The latest weight loss drug trying to enter U.S. market has been rejected by the FDA advisory panel on Thursday.

The new obesity drug called lorcaserin, manufactured by Arena Pharmaceuticals Inc., is the third obesity drug in 2010 that has been failed to get approved by the FDA panel. The panel of experts voted 9 to 5 for the FDA to disapprove lorcaserin.

The reason for the rejection was that the side effects were considered to outweigh the potential benefits. Although human clinical trials discovered no evidence of higher cancer risk, animal studies revealed that the drug was linked to a higher occurrence of tumors.

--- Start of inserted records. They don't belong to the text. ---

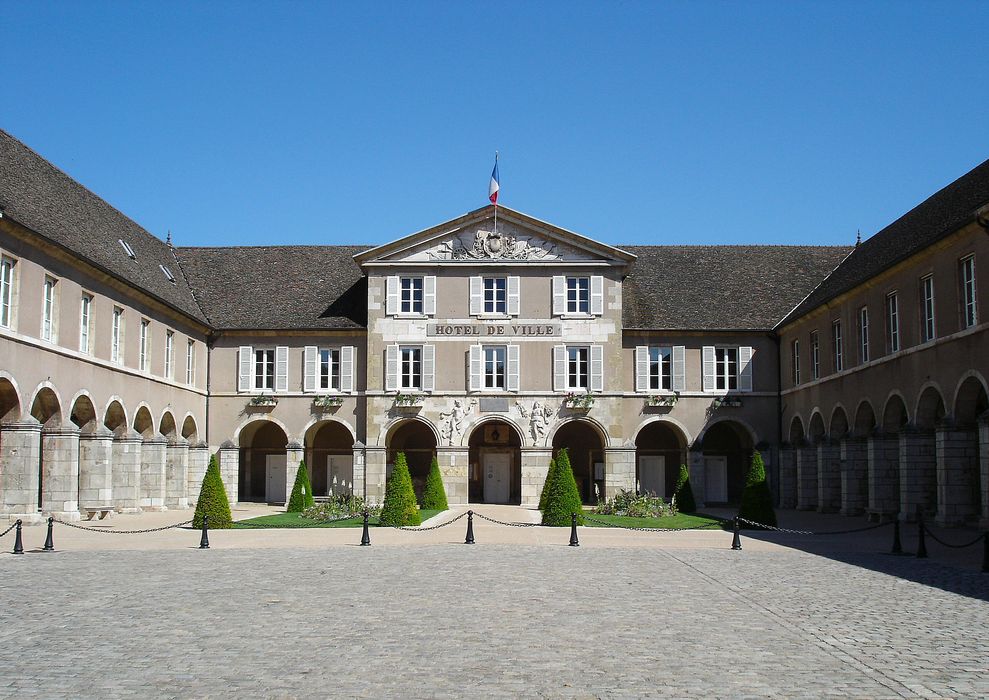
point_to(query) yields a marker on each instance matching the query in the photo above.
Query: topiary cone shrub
(563, 498)
(683, 494)
(213, 500)
(301, 497)
(434, 495)
(757, 499)
(400, 499)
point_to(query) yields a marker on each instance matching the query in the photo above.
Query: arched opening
(264, 471)
(330, 458)
(585, 449)
(660, 449)
(417, 441)
(727, 449)
(495, 457)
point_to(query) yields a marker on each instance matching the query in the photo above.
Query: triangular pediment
(475, 238)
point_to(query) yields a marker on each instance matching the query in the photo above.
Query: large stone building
(126, 362)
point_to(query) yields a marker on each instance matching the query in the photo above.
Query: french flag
(493, 186)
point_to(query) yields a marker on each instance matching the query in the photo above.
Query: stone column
(957, 467)
(127, 470)
(807, 478)
(918, 473)
(177, 473)
(884, 475)
(228, 457)
(95, 466)
(828, 477)
(854, 476)
(153, 473)
(20, 454)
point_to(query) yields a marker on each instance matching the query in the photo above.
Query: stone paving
(492, 620)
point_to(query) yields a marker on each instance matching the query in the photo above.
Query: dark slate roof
(39, 196)
(940, 215)
(721, 287)
(278, 287)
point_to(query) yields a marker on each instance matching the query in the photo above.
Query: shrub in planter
(212, 499)
(434, 495)
(757, 499)
(683, 495)
(400, 499)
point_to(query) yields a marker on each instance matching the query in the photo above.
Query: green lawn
(295, 520)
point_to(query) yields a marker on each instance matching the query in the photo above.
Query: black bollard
(366, 537)
(736, 540)
(18, 543)
(49, 543)
(204, 540)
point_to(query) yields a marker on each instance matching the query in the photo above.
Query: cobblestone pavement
(489, 621)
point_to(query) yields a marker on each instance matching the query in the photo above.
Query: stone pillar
(20, 454)
(177, 473)
(854, 476)
(127, 470)
(957, 468)
(228, 457)
(884, 476)
(535, 467)
(807, 478)
(828, 477)
(95, 466)
(153, 473)
(918, 473)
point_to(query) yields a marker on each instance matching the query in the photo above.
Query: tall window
(495, 295)
(264, 369)
(864, 334)
(410, 367)
(578, 295)
(892, 322)
(970, 315)
(6, 291)
(726, 368)
(494, 367)
(85, 321)
(411, 295)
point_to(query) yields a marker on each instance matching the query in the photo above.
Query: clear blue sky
(651, 122)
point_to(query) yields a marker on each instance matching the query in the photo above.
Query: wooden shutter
(429, 295)
(708, 367)
(641, 368)
(559, 368)
(597, 295)
(281, 368)
(513, 296)
(745, 368)
(347, 368)
(246, 364)
(428, 367)
(476, 296)
(597, 368)
(559, 295)
(391, 295)
(679, 368)
(512, 383)
(310, 365)
(391, 368)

Also, another concern by the panels was that the studies submitted by Arena did not include patients with diabetes and cardiovascular disease, two groups that will be the major audience of those who would be prescribed the drug.

This same week earlier, the same FDA panel voted 8 to 8 on whether to keep Abbott's weight loss drug Meridia on the US market. European regulators has already banned Meridia earlier this year. FDA panels addressed that it should only be available to people with no history or risk of cardiovascular disease, since recent studies displayed it elevated the danger of heart attack and stroke in this group.

In July, the FDA panel rejected the obesity drug Qnexa, produced by Vivus, because of safety concerns as well.

Arena's shares plunged 45 percent after the documents were released, as the cancer finding makes it unlikely the drug will be approved. The FDA generally listens to the advice of its advisory panel but not all the time.

The decision is now on US Food and Drug Administration and the ruling on lorcaserin will be on October. Arena Pharmaceuticals has issued a statement that the company will work closely with the FDA through the process.